Given the alarming impact of the opioid national emergency to the populace, multitudinous drug-makers like Nemus Bioscience, Intec Pharma, and Axim Biotechnologies are taking the initiative to develop marijuana-based painkillers. With the aim to rescue opioid-dependent patients who are chronically suffering, a growing number of sophisticated cannabis-based curative products are now available across 29 US states including Washington, D.C.
The Future of Medical Cannabis
The myriad of ongoing studies and development of cannabis-based products have proven the genuinely therapeutic nature of medical cannabis.
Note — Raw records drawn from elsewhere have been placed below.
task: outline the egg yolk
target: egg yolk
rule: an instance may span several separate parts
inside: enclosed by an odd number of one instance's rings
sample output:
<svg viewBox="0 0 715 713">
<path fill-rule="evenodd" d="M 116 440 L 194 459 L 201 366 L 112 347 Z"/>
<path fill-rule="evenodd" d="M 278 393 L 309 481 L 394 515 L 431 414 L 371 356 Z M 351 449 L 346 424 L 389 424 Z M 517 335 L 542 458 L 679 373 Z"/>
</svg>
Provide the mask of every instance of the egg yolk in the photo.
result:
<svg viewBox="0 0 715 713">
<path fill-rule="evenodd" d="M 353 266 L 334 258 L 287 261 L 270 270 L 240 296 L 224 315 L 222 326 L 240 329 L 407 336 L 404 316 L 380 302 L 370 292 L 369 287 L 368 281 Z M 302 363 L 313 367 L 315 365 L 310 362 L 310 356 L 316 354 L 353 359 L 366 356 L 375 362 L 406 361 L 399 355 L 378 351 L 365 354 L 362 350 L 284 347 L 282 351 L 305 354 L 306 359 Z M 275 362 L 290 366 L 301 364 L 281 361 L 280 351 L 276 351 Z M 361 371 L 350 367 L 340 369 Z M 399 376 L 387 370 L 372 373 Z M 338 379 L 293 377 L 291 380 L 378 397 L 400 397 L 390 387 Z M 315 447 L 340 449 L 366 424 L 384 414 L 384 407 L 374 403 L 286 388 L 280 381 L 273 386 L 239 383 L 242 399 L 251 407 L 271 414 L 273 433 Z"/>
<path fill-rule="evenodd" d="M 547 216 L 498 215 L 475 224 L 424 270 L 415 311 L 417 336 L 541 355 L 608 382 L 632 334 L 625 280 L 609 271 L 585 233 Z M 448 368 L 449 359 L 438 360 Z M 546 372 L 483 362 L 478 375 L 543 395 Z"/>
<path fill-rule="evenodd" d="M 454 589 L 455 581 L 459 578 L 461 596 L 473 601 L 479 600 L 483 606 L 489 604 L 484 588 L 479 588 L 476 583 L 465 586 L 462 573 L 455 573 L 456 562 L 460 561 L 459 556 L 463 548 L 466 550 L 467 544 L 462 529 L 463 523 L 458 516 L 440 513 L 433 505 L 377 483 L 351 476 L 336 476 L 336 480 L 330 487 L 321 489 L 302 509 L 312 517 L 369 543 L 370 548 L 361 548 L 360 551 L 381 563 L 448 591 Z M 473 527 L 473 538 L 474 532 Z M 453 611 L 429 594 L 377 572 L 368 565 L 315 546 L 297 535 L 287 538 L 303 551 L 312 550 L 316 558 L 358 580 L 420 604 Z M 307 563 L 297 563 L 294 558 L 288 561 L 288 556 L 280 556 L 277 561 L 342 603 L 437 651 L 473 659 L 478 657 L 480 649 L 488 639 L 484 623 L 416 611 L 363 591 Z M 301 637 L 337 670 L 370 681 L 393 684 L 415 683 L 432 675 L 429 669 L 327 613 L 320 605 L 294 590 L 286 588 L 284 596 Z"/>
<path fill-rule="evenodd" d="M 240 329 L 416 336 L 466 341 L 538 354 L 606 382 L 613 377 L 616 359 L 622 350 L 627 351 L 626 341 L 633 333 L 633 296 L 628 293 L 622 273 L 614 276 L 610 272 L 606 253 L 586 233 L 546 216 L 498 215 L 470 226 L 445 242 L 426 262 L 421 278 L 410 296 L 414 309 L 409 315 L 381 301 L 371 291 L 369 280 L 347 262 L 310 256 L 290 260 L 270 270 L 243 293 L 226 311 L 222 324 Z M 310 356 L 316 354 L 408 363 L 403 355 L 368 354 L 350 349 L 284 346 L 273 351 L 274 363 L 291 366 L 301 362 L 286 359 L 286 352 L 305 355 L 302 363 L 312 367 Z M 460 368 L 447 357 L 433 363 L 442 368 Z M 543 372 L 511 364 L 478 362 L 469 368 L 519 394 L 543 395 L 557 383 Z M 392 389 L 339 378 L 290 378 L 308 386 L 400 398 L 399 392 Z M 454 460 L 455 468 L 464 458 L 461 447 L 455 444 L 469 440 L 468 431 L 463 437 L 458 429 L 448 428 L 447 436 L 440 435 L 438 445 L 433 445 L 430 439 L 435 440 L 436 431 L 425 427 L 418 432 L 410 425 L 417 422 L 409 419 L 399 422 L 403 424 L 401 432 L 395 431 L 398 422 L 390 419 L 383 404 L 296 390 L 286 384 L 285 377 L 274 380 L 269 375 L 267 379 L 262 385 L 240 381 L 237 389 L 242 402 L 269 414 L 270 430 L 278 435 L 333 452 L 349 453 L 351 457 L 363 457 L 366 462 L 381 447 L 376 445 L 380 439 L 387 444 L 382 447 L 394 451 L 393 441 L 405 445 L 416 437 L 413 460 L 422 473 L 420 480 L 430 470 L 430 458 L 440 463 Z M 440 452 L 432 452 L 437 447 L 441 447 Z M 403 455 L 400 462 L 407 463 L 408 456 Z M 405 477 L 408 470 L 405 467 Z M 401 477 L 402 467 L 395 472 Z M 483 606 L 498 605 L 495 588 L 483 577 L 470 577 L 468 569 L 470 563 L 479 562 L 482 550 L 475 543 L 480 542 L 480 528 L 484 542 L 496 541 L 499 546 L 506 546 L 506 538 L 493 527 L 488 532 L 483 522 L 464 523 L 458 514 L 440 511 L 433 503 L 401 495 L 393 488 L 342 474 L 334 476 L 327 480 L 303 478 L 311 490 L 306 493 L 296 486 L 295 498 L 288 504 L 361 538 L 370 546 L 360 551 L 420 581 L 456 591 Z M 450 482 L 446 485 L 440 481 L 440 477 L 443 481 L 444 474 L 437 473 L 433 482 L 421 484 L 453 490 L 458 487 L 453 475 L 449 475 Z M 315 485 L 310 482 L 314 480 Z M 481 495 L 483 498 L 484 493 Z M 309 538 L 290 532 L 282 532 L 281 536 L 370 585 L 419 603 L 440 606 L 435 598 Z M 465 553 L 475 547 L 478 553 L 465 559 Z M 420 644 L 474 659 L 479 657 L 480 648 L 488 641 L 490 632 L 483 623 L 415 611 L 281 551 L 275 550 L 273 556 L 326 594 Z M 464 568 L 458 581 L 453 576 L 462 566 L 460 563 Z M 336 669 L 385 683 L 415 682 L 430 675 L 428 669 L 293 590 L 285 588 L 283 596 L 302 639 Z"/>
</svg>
In addition, the longstanding use of the plant as a curative agent can attest its medicinal potential.
The pharmaceutical industry is apparently under attack, especially its revenue-building activities, by the potential of medical cannabis to supplant its products. To compensate for this ongoing loss, pharmaceutical companies need to adapt to the changes surrounding drug-making. Discoveries also show that medical cannabis can alleviate debilitating illnesses and disorders, such as schizophrenia, fractures, intense seizures, brain tumors, and migraines. So why oppose this “miracle plant”?
The debate regarding the legalization of marijuana may come to an end as more studies confirm the healing nature of the plant. Although still classified as a “Schedule 1” drug by the Drug Enforcement Administration, it is only a matter of time when medical marijuana becomes widely accepted as a wonder cure that can give solutions to the world’s worst health problems including cancer.